Sur le territoire africain, les activités d’extraction d’uranium sont lourdes de conséquences pour l’environnement et la population. Les compagnies minières installées au Niger, en Tanzanie ou au Malawi sont pointées du doigt par une ONG néerlandaise.

Malgré ses récents dérapages, l’activité nucléaire ne devrait pas cesser de sitôt. Avec elle, la demande en uranium ne finit plus de croître. Sur les terres africaines, riches de ce métal, les mines continuent donc de se développer. Fleur Scheele, chercheuse pour l’organisation néerlandaise WISE (World Information Service on Energy), s’est donc interrogée - dans un rapport - sur les pratiques des entreprises étrangères installées sur ces terrains miniers.

Terra eco : De quels moyens dispose-t-on pour contrôler la sécurité dans une mine d’uranium ?

Fleur Scheele : En principe, un seuil maximum d’exposition aux rayonnements ionisants est fixé. Par exemple, en Afrique comme partout dans le monde, l’entreprise Areva fixe une limite de 20 millisieverts (mSv) par an par travailleur. Mais parfois, les règles sont un peu « aménagées » : l’entreprise canadienne First Uranium autorise pour chacun de ses travailleurs un seuil de 100 mSv pour cinq ans – ce qui revient (en théorie) à 20 mSV par an. Dans les faits, il arrive qu’un mineur travaillant pour First Uranium atteigne le seuil de 100 mSV en seulement deux ans : il doit alors quitter l’entreprise, mais rien ne l’empêche de travailler ensuite pour une autre compagnie.

Si les entreprises étrangères ne sont pas rigoureuses sur ce point, quelle est la marge de manœuvre des Etats africains ?

Les gouvernements essaient de contrôler la sécurité dans les mines, mais souvent, ils ne savent pas faire, ou n’ont pas l’équipement pour. Lorsqu’elles s’installent en Afrique, les firmes étrangères ont de bonnes connaissances dans le domaine et promettent en plus beaucoup d’argent. Donc les Etats africains acceptent un peu à l’aveugle, parce qu’ils voient le bénéfice immédiat, mais il est ensuite compliqué d’influencer ces compagnies.

Vous expliquez aussi que la pollution liée à l’exploitation de l’uranium se poursuit même quand les mines sont abandonnées...

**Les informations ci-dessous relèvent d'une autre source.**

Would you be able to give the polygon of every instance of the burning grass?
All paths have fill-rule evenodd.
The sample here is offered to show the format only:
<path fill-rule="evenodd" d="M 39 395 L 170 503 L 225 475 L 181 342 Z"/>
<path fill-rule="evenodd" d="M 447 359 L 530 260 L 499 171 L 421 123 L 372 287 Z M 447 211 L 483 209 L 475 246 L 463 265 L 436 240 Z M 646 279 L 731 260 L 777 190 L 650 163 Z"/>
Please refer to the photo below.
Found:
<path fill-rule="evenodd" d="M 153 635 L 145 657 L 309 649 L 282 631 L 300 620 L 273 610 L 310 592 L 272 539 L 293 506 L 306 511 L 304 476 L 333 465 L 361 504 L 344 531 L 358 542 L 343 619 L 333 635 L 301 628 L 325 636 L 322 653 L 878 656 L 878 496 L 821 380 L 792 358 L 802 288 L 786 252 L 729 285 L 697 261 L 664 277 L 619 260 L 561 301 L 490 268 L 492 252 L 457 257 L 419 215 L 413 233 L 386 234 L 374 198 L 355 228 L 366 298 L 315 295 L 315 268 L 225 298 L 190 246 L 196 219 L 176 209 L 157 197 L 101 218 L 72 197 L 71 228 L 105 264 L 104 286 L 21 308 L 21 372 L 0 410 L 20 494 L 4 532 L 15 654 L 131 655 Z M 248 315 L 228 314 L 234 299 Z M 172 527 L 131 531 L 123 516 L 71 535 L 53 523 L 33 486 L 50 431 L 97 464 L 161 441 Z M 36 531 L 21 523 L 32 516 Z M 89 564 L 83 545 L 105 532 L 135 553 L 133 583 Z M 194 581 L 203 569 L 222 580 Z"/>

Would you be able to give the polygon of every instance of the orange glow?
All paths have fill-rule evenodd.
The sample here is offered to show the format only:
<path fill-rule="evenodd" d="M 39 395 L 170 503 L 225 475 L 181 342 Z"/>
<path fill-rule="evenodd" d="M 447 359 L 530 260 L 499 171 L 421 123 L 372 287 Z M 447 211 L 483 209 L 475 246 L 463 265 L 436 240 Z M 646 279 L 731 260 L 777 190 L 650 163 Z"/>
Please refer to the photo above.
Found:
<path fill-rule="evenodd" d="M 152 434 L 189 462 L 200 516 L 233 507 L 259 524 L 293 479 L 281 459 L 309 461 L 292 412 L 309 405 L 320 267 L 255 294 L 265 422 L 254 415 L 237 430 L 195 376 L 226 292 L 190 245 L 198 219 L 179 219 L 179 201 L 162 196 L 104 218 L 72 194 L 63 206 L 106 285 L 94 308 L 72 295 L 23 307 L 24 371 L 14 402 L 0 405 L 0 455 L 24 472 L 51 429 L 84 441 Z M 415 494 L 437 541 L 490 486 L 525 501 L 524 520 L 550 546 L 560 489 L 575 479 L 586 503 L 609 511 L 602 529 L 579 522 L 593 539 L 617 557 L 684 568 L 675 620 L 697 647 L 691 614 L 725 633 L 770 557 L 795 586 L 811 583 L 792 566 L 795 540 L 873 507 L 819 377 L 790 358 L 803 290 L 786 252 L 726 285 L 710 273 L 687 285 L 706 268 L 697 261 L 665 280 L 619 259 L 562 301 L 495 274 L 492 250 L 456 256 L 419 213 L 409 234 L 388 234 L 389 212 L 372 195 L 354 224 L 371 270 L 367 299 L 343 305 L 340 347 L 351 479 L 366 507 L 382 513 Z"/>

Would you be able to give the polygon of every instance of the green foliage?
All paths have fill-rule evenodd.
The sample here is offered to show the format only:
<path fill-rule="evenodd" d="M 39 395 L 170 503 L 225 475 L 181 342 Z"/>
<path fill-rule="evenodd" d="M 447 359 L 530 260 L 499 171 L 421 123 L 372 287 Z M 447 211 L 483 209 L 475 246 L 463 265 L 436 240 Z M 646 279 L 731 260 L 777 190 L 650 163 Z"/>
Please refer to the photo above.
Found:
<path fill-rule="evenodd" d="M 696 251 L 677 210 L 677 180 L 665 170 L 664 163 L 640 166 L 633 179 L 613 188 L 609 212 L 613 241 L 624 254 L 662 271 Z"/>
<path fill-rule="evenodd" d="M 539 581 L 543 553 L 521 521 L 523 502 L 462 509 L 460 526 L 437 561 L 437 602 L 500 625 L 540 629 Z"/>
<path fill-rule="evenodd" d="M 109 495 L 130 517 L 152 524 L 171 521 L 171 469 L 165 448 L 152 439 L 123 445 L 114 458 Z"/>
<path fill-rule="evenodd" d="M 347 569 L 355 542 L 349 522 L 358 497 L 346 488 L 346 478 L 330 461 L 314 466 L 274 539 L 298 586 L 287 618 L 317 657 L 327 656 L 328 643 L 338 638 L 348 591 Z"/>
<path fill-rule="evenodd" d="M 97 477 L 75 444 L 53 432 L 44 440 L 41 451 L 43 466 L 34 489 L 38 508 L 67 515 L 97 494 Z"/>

Lorsque les mines cessent d’être exploitées - au bout de 20 ou 30 ans - d’une part, la pollution continue et d’autre part, il faut réhabiliter les sites abandonnés, ce qui coûte extrêmement cher. Puisque les entreprises étrangères ont quitté la région, souvent, ces travaux de réhabilitation des mines ne sont pas réalisés, par manque d’argent. En Afrique du Sud par exemple, la région de Johannesburg et de Pretoria est restée très polluée, après une longue histoire minière.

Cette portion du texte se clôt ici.